The Kansas City Royals are another team with infield depth; Chris Getz, Wilson Betemit, Alcides Escobar and Mike Aviles have been rotating between second, third and short. But with the possibility of third-base prospect Mike Moustakas making his debut in 2011, K.C. might just find itself overstaffed.
If Pedroia is indeed to be out for an extended period, don't be shocked to see Boston begin negotiating with one of these two clubs.
Regardless of which solutions the Red Sox pursue, Pedroia's absence will afford Terry Francona the opportunity to make a move, which he's been looking forward to for a while.
Back in December, Francona talked about where the newly acquired Crawford might bat in the order, saying, "I'll sit down with Carl, I'll sit down with Pedey. Obviously, he's going to hit somewhere in the top of the order, second or third. But we want to have some balance, as much as we can, with Adrian and Youk following and David (Ortiz) and J.D. (Drew). There's some things to think about."
Obviously, things didn't go according to plan.
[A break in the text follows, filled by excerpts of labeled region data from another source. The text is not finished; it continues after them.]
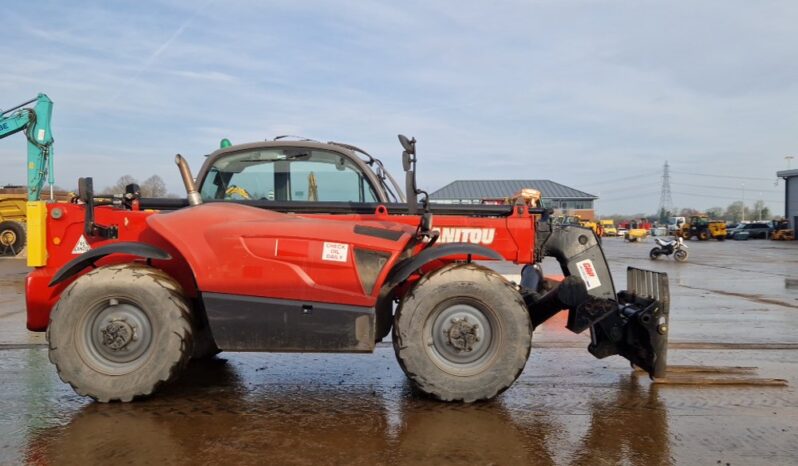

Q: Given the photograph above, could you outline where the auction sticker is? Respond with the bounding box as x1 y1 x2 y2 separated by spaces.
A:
576 259 601 290
72 235 91 254
321 242 349 262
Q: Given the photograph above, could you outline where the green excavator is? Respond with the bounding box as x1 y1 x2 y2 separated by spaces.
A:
0 94 55 267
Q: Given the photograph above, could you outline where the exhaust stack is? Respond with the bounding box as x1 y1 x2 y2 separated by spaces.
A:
175 154 202 205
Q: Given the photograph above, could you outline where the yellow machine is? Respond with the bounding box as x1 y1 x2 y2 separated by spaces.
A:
678 215 726 241
770 219 795 241
623 227 648 243
0 189 28 256
599 219 618 236
577 216 603 236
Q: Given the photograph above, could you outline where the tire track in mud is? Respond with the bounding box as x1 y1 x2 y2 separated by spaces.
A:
678 283 798 309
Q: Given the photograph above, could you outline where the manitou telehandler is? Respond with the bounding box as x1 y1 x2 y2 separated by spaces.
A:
20 115 669 402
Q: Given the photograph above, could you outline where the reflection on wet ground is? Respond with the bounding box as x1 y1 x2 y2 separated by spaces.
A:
0 346 798 465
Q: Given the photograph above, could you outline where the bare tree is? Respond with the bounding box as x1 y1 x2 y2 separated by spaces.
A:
100 175 138 194
141 175 167 197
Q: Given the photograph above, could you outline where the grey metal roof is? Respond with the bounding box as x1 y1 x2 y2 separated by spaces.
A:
430 180 598 200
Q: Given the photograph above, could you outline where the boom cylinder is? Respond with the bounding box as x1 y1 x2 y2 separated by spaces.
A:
175 154 202 205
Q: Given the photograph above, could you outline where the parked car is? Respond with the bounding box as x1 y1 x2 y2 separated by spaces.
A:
726 222 773 239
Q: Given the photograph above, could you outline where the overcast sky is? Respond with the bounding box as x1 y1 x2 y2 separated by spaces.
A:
0 0 798 214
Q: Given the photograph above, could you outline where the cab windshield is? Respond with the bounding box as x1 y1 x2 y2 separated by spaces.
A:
200 148 378 202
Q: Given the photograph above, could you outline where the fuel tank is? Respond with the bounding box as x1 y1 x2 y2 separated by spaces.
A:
147 203 415 307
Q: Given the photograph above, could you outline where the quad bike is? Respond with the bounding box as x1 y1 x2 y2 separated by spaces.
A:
648 237 687 262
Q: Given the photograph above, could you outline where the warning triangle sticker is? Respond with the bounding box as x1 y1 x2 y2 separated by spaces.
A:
72 235 91 254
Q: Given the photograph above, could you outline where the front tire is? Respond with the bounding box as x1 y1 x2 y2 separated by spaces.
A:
393 264 532 403
47 264 193 402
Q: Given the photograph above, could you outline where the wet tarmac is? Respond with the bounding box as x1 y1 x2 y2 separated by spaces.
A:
0 239 798 465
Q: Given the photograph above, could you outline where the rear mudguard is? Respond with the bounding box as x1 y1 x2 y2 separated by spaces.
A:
383 243 504 288
49 241 172 286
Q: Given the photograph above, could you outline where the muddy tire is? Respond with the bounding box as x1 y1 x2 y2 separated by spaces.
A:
47 264 193 402
0 220 27 256
393 264 532 403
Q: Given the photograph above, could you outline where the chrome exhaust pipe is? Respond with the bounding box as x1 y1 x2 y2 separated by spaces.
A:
175 154 202 205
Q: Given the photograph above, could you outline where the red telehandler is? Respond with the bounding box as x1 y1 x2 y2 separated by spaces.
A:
26 136 669 402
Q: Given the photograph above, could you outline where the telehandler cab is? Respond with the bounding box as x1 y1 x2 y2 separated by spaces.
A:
26 130 669 402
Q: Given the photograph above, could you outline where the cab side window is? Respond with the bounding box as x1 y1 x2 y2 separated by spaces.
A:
200 148 378 202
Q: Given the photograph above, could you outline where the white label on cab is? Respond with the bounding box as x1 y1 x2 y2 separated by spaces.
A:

Crawford stumbled through an abysmal April before turning things around in May. But as he heated up, the Sox were left with a bit of a dilemma. Where exactly would a healthy and productive Crawford fit in this monster lineup?
Pedroia's injury would provide a clear, if temporary, answer. Crawford has spent most of the year hitting sixth, seventh and eighth. That will all change. His May OPS of .810 along with a .304 batting average indicate that his slump is well and truly over, and a hot-hitting Crawford is tailor-made for the No. 2 hole.
Look for Boston's lineup, without Pedroia, to be Ellsbury-Crawford-Gonzalez. And don't expect much of a drop-off in production from the top of the order.